On 13 March 2017 at 14:28,  <macpo...@parvis.nl> wrote:
> my son needs for his music studies a python development environment 2.7.13 
> plus the actual 3.x.
> his imac is on osx 10.11 el capitan.
>
> so i installed from macports python 27 and 33, ipython, selects:

You mean Python 3.6?

> questions:
> - should i install ipython in this virtualenv
> - if so, how (macports or not)?
>
> questions:
> - does virtuelenv36 uses 2.7 dus to port --select?

I don't understand this question.

> - if so, how should i have done it?
>
> the big question: please explain to me the relation between macports 
> python/ipython/pip/virtualenv and how i should use it? when & how macports, 
> when & how not, why???

I'm not able to answer all of your questions, but you probably want to run
    sudo port select --set python2 python27
    sudo port select --set python3 python36
    sudo port select --set python python27

so that python, python2 and python3 will launch the desired version of
Python (you can change the versions according to your needs),
otherwise "python" will launch the system python.
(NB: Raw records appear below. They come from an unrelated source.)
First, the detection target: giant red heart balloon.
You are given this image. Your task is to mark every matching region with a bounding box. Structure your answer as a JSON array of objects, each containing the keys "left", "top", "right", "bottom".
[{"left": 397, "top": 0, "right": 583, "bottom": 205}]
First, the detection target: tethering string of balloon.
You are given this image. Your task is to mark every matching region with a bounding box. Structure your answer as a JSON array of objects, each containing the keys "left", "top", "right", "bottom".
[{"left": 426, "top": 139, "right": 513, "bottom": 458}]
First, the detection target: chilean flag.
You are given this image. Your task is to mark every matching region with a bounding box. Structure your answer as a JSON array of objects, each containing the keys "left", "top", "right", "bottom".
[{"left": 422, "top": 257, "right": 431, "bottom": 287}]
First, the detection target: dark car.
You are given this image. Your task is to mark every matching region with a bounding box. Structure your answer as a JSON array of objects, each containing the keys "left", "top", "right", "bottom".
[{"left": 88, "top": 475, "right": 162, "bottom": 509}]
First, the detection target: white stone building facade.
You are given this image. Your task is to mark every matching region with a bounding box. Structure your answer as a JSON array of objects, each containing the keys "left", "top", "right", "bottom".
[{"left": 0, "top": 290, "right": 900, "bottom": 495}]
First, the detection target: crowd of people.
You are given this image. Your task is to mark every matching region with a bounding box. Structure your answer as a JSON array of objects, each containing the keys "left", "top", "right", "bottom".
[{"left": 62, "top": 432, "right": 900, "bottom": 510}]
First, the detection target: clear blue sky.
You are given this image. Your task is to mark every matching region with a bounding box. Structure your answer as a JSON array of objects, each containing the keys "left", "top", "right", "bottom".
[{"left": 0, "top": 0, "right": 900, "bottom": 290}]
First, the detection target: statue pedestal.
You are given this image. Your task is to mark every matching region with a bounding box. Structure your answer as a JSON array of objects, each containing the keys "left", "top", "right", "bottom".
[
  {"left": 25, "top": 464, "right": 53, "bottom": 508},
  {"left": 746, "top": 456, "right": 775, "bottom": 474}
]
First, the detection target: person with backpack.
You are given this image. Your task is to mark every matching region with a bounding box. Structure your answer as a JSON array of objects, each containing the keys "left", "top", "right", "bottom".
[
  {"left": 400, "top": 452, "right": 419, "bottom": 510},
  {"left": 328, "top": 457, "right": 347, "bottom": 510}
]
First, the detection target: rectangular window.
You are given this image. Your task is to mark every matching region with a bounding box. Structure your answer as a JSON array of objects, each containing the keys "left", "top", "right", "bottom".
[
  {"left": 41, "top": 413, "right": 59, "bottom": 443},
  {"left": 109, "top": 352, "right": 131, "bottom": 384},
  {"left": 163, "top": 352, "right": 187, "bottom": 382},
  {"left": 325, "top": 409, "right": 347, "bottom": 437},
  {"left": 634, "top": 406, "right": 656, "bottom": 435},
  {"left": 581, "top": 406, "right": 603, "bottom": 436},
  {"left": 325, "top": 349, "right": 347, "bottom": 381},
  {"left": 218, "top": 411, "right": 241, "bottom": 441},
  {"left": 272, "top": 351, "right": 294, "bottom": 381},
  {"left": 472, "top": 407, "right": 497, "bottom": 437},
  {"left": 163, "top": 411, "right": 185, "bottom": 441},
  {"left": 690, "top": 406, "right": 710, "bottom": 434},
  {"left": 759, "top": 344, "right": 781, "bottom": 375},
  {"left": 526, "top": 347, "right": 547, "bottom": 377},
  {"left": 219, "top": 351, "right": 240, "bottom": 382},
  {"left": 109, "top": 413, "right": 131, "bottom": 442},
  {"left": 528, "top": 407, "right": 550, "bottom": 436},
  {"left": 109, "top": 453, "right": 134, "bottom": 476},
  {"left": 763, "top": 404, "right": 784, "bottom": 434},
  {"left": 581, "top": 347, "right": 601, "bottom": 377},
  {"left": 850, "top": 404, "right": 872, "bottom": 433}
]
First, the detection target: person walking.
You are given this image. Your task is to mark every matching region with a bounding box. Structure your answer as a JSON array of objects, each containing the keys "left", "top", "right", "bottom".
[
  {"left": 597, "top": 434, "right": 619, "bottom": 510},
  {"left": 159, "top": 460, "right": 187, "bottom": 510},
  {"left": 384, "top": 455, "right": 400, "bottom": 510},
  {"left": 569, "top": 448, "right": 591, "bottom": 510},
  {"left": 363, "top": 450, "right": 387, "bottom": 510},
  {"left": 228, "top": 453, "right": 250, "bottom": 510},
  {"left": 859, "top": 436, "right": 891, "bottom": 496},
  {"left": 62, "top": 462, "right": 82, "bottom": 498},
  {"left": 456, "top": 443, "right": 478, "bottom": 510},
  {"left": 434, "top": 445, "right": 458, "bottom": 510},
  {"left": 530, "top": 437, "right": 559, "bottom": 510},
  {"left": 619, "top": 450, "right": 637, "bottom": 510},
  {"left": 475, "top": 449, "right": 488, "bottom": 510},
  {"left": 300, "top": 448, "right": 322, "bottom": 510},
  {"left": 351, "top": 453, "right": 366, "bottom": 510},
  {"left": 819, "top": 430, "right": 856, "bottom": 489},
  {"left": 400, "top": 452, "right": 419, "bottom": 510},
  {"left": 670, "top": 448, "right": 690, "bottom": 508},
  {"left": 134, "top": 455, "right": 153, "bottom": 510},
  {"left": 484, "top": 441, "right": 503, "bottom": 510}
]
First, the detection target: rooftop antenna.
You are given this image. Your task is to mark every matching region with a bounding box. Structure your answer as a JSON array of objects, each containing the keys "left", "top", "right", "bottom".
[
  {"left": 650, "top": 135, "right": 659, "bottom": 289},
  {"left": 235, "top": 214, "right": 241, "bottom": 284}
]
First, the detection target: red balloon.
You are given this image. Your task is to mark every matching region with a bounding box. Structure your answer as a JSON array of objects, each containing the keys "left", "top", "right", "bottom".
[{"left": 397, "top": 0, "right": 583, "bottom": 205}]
Generally I would say that if python packages from MacPorts satisfy
your needs, it's probably better to stick with Python shipped by
MacPorts and not use virtualenv at all (and use "sudo port install
py27-whatever" rather than "pip-2.7 install whatever" or "pip install
whatever").

Virtualenv is particularly important when using an "ancient
distribution". (A lot of things become "ancient" pretty soon. Even the
latest stable linux distribution might provide packages that are a few
years old due to their strict release policies, while you might want
to use either the bleeding edge version of a package (maybe because
you filed a bug report that's blocking your work and they fixed the
error, but didn't even provide a new release yet) or because the
software you want to use no longer works with the latest package and
you need an older one.

Your son might get instructions telling him to run "virtualenv ... &&
pip install foo bar whatever". When using MacPorts, those commands
should be slightly altered (you would want to find the suitable
package), but in most cases the result should be perfectly fine. Only
if some problems arise that cannot be addressed by MacPorts (or if the
person doesn't know how to adapt the installation commands and doesn't
want to bother), then it makes sense to use virtualenv.

If some packages are missing, you could also request them.